En su segunda mitad, Ceniza en la boca traslada la acción nuevamente a México. Sin embargo, el regreso no funciona como refugio ni como posibilidad de reparación. El barrio cambió. Las calles parecen atravesadas por otra forma de violencia y la sensación de desorientación vuelve a instalarse. Lucila retorna a los espacios de su infancia pero ya no encuentra reconocimiento. Encuentra otra cosa: la constatación de que también se puede ser extranjera dentro del lugar donde uno nació.
Adriana Paz interpreta a Isabel con una presencia medida y sin excesos. Su aparición es breve, aunque la figura de esa madre ausente atraviesa la película desde el comienzo. El encuentro entre ambas evita el estallido emocional y apuesta por algo más incómodo: dos personas intentando comprenderse después de años de distancia acumulada.

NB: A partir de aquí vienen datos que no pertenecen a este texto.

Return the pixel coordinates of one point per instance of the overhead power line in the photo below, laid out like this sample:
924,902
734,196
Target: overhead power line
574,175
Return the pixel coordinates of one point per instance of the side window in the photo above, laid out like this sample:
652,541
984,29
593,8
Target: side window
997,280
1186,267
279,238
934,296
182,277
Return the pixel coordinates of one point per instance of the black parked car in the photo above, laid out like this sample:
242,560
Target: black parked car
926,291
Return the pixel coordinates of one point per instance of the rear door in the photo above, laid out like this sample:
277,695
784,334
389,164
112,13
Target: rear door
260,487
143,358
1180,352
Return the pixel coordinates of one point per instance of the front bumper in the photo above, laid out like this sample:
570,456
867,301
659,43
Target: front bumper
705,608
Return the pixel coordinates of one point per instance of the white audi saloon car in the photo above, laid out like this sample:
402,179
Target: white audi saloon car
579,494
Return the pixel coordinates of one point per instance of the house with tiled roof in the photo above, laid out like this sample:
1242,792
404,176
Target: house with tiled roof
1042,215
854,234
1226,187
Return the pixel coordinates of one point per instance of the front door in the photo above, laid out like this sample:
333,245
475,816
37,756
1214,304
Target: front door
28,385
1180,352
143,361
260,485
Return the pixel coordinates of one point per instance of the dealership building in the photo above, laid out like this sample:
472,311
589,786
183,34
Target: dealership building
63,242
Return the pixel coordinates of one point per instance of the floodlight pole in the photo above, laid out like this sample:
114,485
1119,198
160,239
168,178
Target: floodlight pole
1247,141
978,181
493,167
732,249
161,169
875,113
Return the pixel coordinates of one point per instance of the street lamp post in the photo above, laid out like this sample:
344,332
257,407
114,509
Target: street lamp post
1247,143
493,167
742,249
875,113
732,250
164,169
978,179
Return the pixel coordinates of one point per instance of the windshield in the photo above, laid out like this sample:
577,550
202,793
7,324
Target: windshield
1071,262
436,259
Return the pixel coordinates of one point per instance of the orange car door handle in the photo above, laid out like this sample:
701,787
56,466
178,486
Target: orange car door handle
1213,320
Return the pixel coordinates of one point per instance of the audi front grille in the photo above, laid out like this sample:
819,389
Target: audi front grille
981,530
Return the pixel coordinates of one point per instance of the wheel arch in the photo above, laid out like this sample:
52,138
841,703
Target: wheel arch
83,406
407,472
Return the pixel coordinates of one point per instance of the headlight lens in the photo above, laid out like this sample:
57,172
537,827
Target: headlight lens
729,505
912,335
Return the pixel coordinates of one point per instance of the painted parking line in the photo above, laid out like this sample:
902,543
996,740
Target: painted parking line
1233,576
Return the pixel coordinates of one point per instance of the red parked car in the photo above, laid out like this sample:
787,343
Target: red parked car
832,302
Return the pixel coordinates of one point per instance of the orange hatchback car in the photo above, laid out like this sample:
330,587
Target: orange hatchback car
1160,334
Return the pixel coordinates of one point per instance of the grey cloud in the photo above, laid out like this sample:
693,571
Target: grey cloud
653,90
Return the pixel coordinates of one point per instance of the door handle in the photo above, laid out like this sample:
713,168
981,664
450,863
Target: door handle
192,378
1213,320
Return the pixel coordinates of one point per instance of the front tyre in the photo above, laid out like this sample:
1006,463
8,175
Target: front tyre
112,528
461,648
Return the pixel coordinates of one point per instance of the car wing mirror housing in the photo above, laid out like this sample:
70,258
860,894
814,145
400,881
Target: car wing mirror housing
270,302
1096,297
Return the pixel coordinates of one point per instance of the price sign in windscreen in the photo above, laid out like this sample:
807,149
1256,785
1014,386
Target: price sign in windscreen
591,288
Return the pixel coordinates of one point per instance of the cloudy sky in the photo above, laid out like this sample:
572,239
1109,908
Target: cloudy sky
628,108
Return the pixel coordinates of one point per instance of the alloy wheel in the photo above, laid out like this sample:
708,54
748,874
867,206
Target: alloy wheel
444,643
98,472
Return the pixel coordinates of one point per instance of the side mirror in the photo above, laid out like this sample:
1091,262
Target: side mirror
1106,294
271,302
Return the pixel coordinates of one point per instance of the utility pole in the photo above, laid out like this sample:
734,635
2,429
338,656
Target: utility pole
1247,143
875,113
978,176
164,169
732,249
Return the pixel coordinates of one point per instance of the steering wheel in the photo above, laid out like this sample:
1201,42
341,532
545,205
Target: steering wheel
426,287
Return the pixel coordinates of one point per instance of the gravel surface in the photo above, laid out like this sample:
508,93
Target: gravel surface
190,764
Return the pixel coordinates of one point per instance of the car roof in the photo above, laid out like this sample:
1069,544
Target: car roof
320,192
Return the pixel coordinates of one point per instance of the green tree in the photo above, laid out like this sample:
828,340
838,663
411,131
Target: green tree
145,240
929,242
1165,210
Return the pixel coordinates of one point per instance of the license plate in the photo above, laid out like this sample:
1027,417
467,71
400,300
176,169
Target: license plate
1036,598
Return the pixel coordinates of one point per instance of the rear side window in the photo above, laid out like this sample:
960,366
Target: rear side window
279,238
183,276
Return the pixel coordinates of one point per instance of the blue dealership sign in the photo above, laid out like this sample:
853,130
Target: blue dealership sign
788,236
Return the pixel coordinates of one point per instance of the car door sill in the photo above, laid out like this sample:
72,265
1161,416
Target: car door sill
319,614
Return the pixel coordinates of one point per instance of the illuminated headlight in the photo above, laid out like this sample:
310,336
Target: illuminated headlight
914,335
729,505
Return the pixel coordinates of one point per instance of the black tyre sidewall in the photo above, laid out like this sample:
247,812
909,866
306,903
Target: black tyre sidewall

Lo más interesante del trabajo de Luna aparece en su decisión de no convertir a Lucila en una representación abstracta de la migración o la desigualdad. La película señala el racismo, la precariedad económica y la fragilidad social, pero no transforma a su protagonista en un discurso. Lucila conserva sus contradicciones, sus impulsos y sus zonas menos amables. Existe como individuo antes que como símbolo.
Ceniza en la boca tampoco ofrece respuestas ni alivios. Su recorrido se parece más a una acumulación de capas que lentamente terminan formando otra cosa. Como la ceniza del título, la película deja residuos: recuerdos, preguntas y heridas que permanecen suspendidas incluso después de que todo parece haberse apagado. Diego Luna regresa con una película que trabaja sobre lo que permanece cuando el ruido termina y solo queda aquello que todavía no pudo decirse.